The third agency was in the middle of the Quays, and a sudden change of mind inspired Sarah to get it over and done with so that she could enjoy the rest of the day. Walking in through the plate glass doors, she was glad that she hadn’t come here laden with shopping bags and tired from her exertions. The only other person waiting to be seen was wearing similar clothes to Sarah. No piercings, tattoos or strange coloured hair, she too was clutching her bag a little nervously and shot a tentative smile at Sarah when she sat down. Sarah smiled back.

The interview this time was more complex. The male interviewer went through Sarah’s CV with a fine toothcomb, and before long she found herself admitting to all the things Jude had told her not to say, and even, worst of all, getting slightly tearful when she talked about the break-up of her relationship.

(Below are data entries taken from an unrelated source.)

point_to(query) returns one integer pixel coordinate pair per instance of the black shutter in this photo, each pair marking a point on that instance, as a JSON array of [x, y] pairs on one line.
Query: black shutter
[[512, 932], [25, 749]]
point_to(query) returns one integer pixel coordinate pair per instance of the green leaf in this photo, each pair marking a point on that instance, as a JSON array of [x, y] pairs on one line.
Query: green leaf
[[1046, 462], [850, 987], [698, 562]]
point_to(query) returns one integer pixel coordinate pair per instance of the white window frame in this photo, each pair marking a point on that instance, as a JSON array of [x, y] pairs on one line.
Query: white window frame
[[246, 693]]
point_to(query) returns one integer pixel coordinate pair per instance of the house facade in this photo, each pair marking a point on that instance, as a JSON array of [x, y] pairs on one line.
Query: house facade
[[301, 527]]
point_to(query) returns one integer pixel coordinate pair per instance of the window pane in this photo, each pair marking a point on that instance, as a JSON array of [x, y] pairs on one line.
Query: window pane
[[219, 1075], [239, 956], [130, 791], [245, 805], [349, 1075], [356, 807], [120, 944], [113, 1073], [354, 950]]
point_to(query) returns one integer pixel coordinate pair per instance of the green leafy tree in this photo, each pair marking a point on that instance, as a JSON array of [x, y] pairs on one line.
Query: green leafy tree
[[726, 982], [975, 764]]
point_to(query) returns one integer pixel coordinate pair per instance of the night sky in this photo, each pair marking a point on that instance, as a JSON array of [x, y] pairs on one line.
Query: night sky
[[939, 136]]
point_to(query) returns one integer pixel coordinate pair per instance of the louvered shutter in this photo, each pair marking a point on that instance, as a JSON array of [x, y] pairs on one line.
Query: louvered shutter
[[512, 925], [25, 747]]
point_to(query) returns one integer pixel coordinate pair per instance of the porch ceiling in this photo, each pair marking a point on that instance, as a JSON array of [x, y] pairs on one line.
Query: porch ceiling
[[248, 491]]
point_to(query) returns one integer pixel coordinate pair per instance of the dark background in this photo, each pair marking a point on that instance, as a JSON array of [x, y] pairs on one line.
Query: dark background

She was handed a box of scented tissues and tried to dab daintily although she desperately wanted to give her nose a good blow. Her CV was accepted however, and her hand was shaken very firmly on leaving. The interviewer and owner of the agency, now known as Miles, pointed her in the direction of a nice coffee shop. Sarah felt slightly more optimistic than she had at the previous two agencies and decided to treat herself to a large latte and a sticky cake to go with it. She had just sat down on a seat near the large glass windows when she heard a familiar but long-lost voice calling her name from the door.